A participação do Banco Nacional de Desenvolvimento Econômico e Social (BNDES) na mais recente tacada do empresário Abílio Diniz é injustificável. Depois de negar durante várias semanas, Abílio Diniz teve de revelar finalmente que estava negociando a fusão da rede de supermercados Pão de Açúcar com a filial brasileira do grupo francês Carrefour.
A megafusão só pode se concretizar com a participação financeira do BNDES, que prometeu entrar com € 2 bilhões no negócio por meio da BNDES Participações (BNDESPar), o seu braço de participações acionárias. Não haverá financiamento a juros subsidiados. Se o negócio for concretizado, o BNDES vai ter 18% da nova empresa e vai entrar no ramo de venda de frutas e verduras.
O governo, por meio do BNDES, pode e deve apoiar a capitalização das empresas, quando isso for justificável, o que não parece ser o caso da criação do Novo Pão de Açúcar (NPA).
Em primeiro lugar porque a operação irá capitalizar uma empresa estrangeira, o Carrefour, em dificuldades, é verdade, mas que tem capacidade de obter recursos no mercado internacional. A BNDESPar participa do capital de cerca de 150 empresas, totalizando R$ 90 bilhões, mas elas são eminentemente de capital nacional.
O ministro do Desenvolvimento, Indústria e Comércio Exterior, Fernando Pimentel, defendeu a participação do BNDES no negócio atacando os bancos brasileiros. "Tudo seria resolvido se o setor financeiro privado do Brasil fizesse o papel dele, que é financiar o capital brasileiro. Como ele não faz isso, o BNDES tem de atuar", afirmou.
A crítica não se justifica porque está na operação o banco brasileiro BTG Pactual, que se juntou às discussões há pelo menos um mês e deverá entrar com cerca de R$ 700 milhões, que lhe garantirá 3,2% do capital do NPA, além de acenar com mais R$ 1,1 bilhão em crédito.

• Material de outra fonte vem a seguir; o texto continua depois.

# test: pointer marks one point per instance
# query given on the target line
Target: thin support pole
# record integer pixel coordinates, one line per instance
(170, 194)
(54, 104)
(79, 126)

Outro motivo que põe em dúvida a operação é a reação contrária do Casino, o que significa uma incerteza jurídica. Sócio do Pão de Açúcar desde 1999, o grupo francês Casino aumentou sua participação em 2005, quando selou um acordo de acionistas que lhe garantiu a possibilidade de exercer uma opção de compra que lhe daria o controle do negócio brasileiro em 2012. Se Diniz for bem-sucedido, além de não obter o controle, seu sócio francês será diluído. O Casino não deve jogar a toalha facilmente e até já contratou o advogado criminalista José Carlos Dias para reforçar o batalhão de especialistas jurídicos que duelam no caso, desde que os franceses descobriram a "traição", há cerca de um mês, e entraram na Justiça com um pedido de arbitragem.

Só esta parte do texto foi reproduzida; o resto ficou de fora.